Beaujolais Nouveau , or “Bojo Novo” as nobody at all calls it, is the best known of the world’s “vins de primeur.” These are wines which are allowed to be released for sale in the same year they were harvested. Typically, wine grapes (in the Northern Hemisphere) are harvested from late August through early November, depending on region and grape variety. These wines made from conventional yeast fermentation are typically released the following year, meaning that grapes harvested in 2010 were released as wine in 2011. Whites and Roses are usually released in mid-Spring, Red wines typically in early Fall.
(And of course wines which undergo extensive oak and bottle aging before release are a different category. A “current vintage” of most premium Napa Cabernet is 2008, for instance.)
With Beaujolais Nouveau, however, a process called “carbonic maceration” allows for rapid wine making, where a wine goes from grape on the vine to bottle on the shelf in just six weeks. Whole grapes are put uncrushed into fermentation vessels and the vessels are filled with carbon dioxide. The anaerobic environment facilitates an enzymatic fermentation that takes place inside the whole berry. Besides ethanol, carbonic maceration also produces distinct phenols which give wines produced in this manner their unique flavors and aromas (often described as “bubble gum” or “banana”). Since, in the interest of time, the grape juice in a vin de primeur does not remain in contact with the grape skins for very long the wine is light red in color and has virtually no tannin, since both color and tannin in wine come from grape skins.
(It should be noted that Beaujolais Nouveau also undergoes a short secondary yeast fermentation and, also, most wines fermented in a closed container will undergo some degree of partial carbonic maceration. It isn’t a purely “you can get with this or you can get with that” proposition.)

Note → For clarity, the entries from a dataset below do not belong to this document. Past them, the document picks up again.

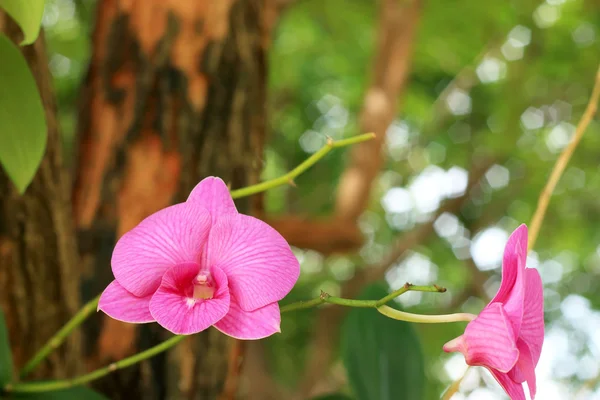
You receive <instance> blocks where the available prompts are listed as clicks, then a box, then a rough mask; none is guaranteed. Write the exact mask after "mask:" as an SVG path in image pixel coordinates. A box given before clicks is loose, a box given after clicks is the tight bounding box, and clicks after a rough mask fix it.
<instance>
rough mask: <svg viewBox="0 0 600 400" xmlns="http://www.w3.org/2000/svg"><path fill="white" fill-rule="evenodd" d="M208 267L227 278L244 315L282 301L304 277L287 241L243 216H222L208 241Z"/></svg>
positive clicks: (257, 221) (221, 216)
mask: <svg viewBox="0 0 600 400" xmlns="http://www.w3.org/2000/svg"><path fill="white" fill-rule="evenodd" d="M204 265H211V266H218V267H219V268H221V269H222V270H223V271H225V273H226V274H227V279H228V280H229V289H230V290H231V294H232V295H233V296H234V297H235V298H236V300H237V302H238V304H239V306H240V308H241V309H242V310H244V311H254V310H256V309H258V308H261V307H264V306H266V305H267V304H271V303H274V302H276V301H279V300H281V299H282V298H283V297H284V296H285V295H287V294H288V293H289V291H290V290H291V289H292V287H293V286H294V284H295V283H296V281H297V280H298V276H299V275H300V265H299V264H298V260H297V259H296V257H295V256H294V254H293V253H292V250H291V249H290V246H289V245H288V243H287V242H286V241H285V239H284V238H283V237H282V236H281V235H280V234H279V233H278V232H277V231H276V230H275V229H273V228H271V227H270V226H269V225H267V224H265V223H264V222H262V221H260V220H258V219H256V218H253V217H249V216H247V215H243V214H236V215H232V214H229V215H225V216H221V217H220V218H219V220H218V222H217V223H216V224H215V225H213V227H212V228H211V231H210V237H209V239H208V247H207V250H206V260H205V261H204Z"/></svg>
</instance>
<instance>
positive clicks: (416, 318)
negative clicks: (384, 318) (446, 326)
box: [377, 305, 477, 324]
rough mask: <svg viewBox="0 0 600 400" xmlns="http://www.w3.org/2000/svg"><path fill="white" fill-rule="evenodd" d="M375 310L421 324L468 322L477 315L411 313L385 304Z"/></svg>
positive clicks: (383, 313)
mask: <svg viewBox="0 0 600 400" xmlns="http://www.w3.org/2000/svg"><path fill="white" fill-rule="evenodd" d="M377 311H379V312H380V313H381V314H383V315H385V316H386V317H389V318H392V319H397V320H399V321H406V322H417V323H421V324H441V323H445V322H470V321H473V320H474V319H475V317H477V315H473V314H468V313H458V314H445V315H421V314H412V313H407V312H404V311H398V310H396V309H394V308H391V307H388V306H386V305H383V306H380V307H377Z"/></svg>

So what’s the big deal with Beaujolais Nouveau?
There isn’t one. Vineyard workers would always take a small portion of the harvest to make a light, unaged fruity wine to drink at the end of the harvest, but this wine was exclusively drunk locally until the 1970s. Beaujolais AOC relaxed its rules and moved up the earliest release date for Beaujolais to November 15 of the harvest year which, as those of you doing the math at home have now realized, is the earliest date the third day of any month can be.
Recognizing the enormous cash flow advantage of selling a wine immediately after harvest, several Beaujolais producers worked to build an aura of excitement and anticipation around what is essentially a cheap wine made as quickly as possible. By the 1970s, led by negociant Georges Duboeuf (whose firm produces and markets nearly a fifth of all Beaujolais wine), they had successfully turned “Beaujolais Nouveau Day” into a national event which quickly spread to other European nations (Germany, in particular) and, by the 1980s, to the United States and Japan.
So Beaujolais Nouveau is essentially ordinary peasant wine which you have the privilege of paying $15+ a bottle for. Some of it is perfectly enjoyable and, at its best, has all the right components to pair well with Thanksgiving dinner, even if its Village and Cru Beaujolais cousins would be a much better fit for, honestly, not much more money.
But it’s a profoundly unnatural wine which is air-freighted around the world and that’s a lot of fuss (and emissions) over a truly ordinary vin ordinaire.
(I’ll still be at my local wine bar tonight to try a few of the 2011s. I’ll pretend it’s professional development.)